As illustrated by the attention I received for interpreting during Hurricane Sandy, deaf communication really fascinates the hearing population! Growing up a Child of Deaf Adults (CODA), it took me a long time to accept the wonderment others experience when they see sign language being used.When I was young, I'd become frustrated when patrons in restaurants or grocery stores would stare at my family while we were trying to have a conversation. Being naive, I didn’t know that their stares were not meant to be insulting. I didn’t realize that most hearing people have no communications or interactions with deaf people. It never even occurred to me that most don’t know how!

Until I was in the second grade, I simply assumed deafness was a societal norm. It was hard for my young mind to envision families who did not enthusiastically sign to one another over the dinner table. Other children’s curiosity regarding ASL, which was the primary language of my household, helped me begin to see the divide that exists between deaf and hearing cultures.
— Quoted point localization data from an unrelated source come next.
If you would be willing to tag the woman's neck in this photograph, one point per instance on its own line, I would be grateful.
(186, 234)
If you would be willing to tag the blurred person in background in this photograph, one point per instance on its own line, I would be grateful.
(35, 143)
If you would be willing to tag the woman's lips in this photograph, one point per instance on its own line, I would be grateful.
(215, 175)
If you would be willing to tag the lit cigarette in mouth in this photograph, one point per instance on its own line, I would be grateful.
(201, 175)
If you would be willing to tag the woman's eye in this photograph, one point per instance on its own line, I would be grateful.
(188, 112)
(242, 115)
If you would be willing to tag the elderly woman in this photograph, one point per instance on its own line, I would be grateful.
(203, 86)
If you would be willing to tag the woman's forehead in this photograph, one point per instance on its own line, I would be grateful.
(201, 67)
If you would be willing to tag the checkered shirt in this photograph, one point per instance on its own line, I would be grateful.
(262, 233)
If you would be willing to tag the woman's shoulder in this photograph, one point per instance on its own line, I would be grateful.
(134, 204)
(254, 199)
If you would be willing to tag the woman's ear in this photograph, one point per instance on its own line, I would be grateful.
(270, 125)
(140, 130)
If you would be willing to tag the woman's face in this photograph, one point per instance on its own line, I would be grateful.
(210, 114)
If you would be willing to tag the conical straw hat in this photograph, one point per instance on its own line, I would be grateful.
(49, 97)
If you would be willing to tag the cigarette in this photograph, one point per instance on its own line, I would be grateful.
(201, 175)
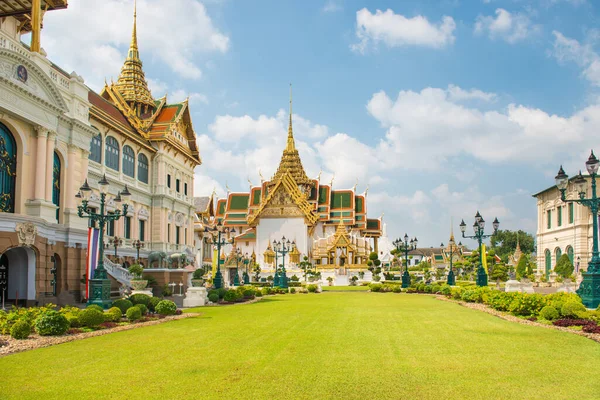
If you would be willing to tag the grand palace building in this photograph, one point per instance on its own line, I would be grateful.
(55, 132)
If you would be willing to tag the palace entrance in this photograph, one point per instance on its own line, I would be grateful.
(17, 276)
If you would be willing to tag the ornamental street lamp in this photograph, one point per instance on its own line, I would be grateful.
(100, 284)
(405, 246)
(478, 227)
(246, 276)
(219, 241)
(138, 244)
(589, 289)
(283, 248)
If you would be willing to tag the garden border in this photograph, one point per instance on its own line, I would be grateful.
(508, 317)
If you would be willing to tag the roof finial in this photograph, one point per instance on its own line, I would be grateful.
(290, 145)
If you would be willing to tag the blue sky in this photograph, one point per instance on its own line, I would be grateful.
(440, 107)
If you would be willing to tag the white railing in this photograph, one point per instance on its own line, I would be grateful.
(120, 274)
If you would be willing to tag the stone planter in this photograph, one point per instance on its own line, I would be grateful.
(139, 284)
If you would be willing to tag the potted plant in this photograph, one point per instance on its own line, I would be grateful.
(197, 280)
(137, 282)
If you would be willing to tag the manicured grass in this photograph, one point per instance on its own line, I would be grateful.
(316, 346)
(344, 288)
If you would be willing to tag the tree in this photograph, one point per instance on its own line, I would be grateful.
(564, 266)
(504, 242)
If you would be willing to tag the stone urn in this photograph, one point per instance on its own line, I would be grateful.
(197, 282)
(139, 284)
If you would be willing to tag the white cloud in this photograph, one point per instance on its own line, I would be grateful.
(396, 30)
(104, 33)
(510, 27)
(566, 49)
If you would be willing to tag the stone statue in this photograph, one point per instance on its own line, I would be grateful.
(26, 232)
(159, 256)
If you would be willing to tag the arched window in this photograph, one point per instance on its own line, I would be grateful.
(142, 168)
(8, 170)
(56, 183)
(96, 149)
(548, 262)
(128, 161)
(111, 153)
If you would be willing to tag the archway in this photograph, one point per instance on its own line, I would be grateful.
(19, 265)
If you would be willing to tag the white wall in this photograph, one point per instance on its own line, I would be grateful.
(270, 229)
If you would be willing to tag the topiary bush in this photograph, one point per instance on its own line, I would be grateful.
(549, 313)
(123, 305)
(95, 307)
(114, 314)
(53, 323)
(571, 309)
(139, 298)
(133, 314)
(152, 303)
(166, 307)
(20, 330)
(91, 318)
(142, 307)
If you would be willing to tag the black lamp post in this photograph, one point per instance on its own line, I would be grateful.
(100, 284)
(405, 246)
(283, 248)
(478, 227)
(589, 289)
(217, 240)
(138, 244)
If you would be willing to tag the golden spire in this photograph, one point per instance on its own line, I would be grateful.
(132, 83)
(290, 160)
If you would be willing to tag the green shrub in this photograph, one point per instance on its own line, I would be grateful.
(133, 314)
(53, 323)
(123, 305)
(95, 307)
(143, 308)
(166, 307)
(571, 308)
(20, 330)
(139, 298)
(549, 313)
(152, 303)
(114, 314)
(91, 317)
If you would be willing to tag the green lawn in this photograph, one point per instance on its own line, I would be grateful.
(351, 345)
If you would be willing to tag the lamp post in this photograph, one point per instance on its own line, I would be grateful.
(99, 284)
(246, 276)
(589, 289)
(283, 248)
(478, 227)
(138, 244)
(405, 246)
(217, 240)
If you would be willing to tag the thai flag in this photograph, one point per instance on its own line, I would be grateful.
(92, 257)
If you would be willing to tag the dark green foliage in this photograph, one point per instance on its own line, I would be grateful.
(139, 298)
(143, 308)
(549, 313)
(53, 323)
(20, 330)
(166, 307)
(133, 314)
(152, 303)
(564, 267)
(123, 305)
(114, 314)
(91, 318)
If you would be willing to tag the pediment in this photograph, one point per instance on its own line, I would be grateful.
(27, 77)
I feel such an innate connection with the 38 million deaf and hard of hearing individuals living silently among America’s hearing population. Sign language is the third most widely used language in the US, yet deaf/HoH accommodations remain frightfully scarce. How is it that in 2013, we have not created a cultural melting pot where deafness is, as I for so long believed, a normal aspect of life? By remaining separated, both cultures lose so much opportunity to learn from the other. Deafness is by no means a disability or impairment, it is just a different way of using your brain to experience the world. I wish there were a way to make the whole population understand this! I feel as though my heart and soul are deaf, but I have the ability to hear. I view my multicultural background as a strength, and the struggles of my deaf family members as inspiration to weave deaf culture more closely into the fabric of this country.

Ultimately, I would love to help society let go of their misconceptions, and one of the best ways to do so is to keep pushing for all-inclusive events. When hearing people become used to seeing competent ASL interpreters signing away on stage, without it being spoofed on SNL or going viral, we will know progress has been made!